The books states that Big Lindsay Vanderbeck was a renowned poet in that area. If any one has any information on any of his poems, please send us an email using the email address at the bottom of the left column of this page.

Note: Because this web site originates in the U.S., the poems are reprinted here legally under U.S. copyright law.

Men of the High North

by Robert W. Service

Men of the High North, the wild sky is blazing;
Islands of opal float on silver seas;
Swift splendors kindle, barbaric, amazing;
Pale ports of amber, golden argosies.
Ringed all around us the proud peaks are glowing;
Fierce chiefs in council, their wigwam the sky;
Far, far below us the big Yukon flowing,
Like threaded quicksilver, gleams to the eye.

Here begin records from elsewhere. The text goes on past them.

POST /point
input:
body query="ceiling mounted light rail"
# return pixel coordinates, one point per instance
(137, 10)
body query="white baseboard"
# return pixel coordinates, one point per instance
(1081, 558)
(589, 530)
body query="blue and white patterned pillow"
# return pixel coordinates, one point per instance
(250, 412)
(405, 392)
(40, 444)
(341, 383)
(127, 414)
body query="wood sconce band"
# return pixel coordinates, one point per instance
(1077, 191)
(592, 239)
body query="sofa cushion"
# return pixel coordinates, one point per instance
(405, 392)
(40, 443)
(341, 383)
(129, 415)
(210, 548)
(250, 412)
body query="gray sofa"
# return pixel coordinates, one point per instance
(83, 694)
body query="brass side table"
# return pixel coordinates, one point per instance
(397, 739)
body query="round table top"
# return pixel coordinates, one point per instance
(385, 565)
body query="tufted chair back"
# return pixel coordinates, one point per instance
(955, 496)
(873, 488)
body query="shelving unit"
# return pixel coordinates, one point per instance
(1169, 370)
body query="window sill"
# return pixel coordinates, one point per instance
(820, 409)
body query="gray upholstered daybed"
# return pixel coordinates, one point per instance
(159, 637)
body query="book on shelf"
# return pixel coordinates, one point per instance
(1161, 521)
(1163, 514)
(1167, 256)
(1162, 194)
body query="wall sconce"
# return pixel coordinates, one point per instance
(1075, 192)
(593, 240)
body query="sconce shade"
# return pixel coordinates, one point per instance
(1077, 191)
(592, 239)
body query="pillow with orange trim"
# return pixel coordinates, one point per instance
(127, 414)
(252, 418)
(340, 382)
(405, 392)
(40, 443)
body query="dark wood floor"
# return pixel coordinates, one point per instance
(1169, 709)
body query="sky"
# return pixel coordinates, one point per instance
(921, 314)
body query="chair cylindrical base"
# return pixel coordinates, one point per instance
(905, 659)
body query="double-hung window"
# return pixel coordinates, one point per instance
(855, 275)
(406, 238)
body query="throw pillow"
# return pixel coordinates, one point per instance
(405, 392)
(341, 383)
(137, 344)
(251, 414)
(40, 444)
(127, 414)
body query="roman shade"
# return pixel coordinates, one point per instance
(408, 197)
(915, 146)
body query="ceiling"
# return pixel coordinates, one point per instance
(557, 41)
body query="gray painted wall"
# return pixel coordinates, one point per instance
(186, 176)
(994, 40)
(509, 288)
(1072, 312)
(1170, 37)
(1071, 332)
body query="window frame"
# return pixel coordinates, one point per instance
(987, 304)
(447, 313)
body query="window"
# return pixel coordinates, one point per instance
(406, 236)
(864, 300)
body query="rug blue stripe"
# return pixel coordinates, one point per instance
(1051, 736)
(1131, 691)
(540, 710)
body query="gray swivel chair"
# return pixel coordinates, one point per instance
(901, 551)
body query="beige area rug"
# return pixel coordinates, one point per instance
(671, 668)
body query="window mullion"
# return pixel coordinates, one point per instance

Men of the High North, you who have known it;
You in whose hearts its splendors have abode;
Can you renounce it, can you disown it?
Can you forget it, its glory and its goad?
Where is the hardship, where is the pain of it?
Lost in the limbo of things you've forgot;
Only remain the guerdon and gain of it;
Zest of the foray, and God, how you fought!

You who have made good, you foreign faring;
You money magic to far lands has whirled;
Can you forget those days of vast daring,
There with your soul on the Top o' the World?
Nights when no peril could keep you awake on
Spruce boughs you spread for your couch in the snow;
Taste all your feasts like the beans and the bacon
Fried at the camp-fire at forty below?

Can you remember your huskies all going,
Barking with joy and their brushes in air;
You in your parka, glad-eyed and glowing,
Monarch, your subjects the wolf and the bear?
Monarch, your kingdom unravisht and gleaming;
Mountains your throne, and a river your car;
Crash of a bull moose to rouse you from dreaming;
Forest your couch, and your candle a star.

You who this faint day the High North is luring
Unto her vastness, taintlessly sweet;
You who are steel-braced, straight-lipped, enduring,
Dreadless in danger and dire in defeat:
Honor the High North ever and ever,
Whether she crown you, or whether she slay;
Suffer her fury, cherish and love her--
He who would rule he must learn to obey.

Men of the High North, fierce mountains love you;
Proud rivers leap when you ride on their breast.
See, the austere sky, pensive above you,
Dons all her jewels to smile on your rest.
Children of Freedom, scornful of frontiers,
We who are weaklings honor your worth.
Lords of the wilderness, Princes of Pioneers,
Let's have a rouse that will ring round the earth.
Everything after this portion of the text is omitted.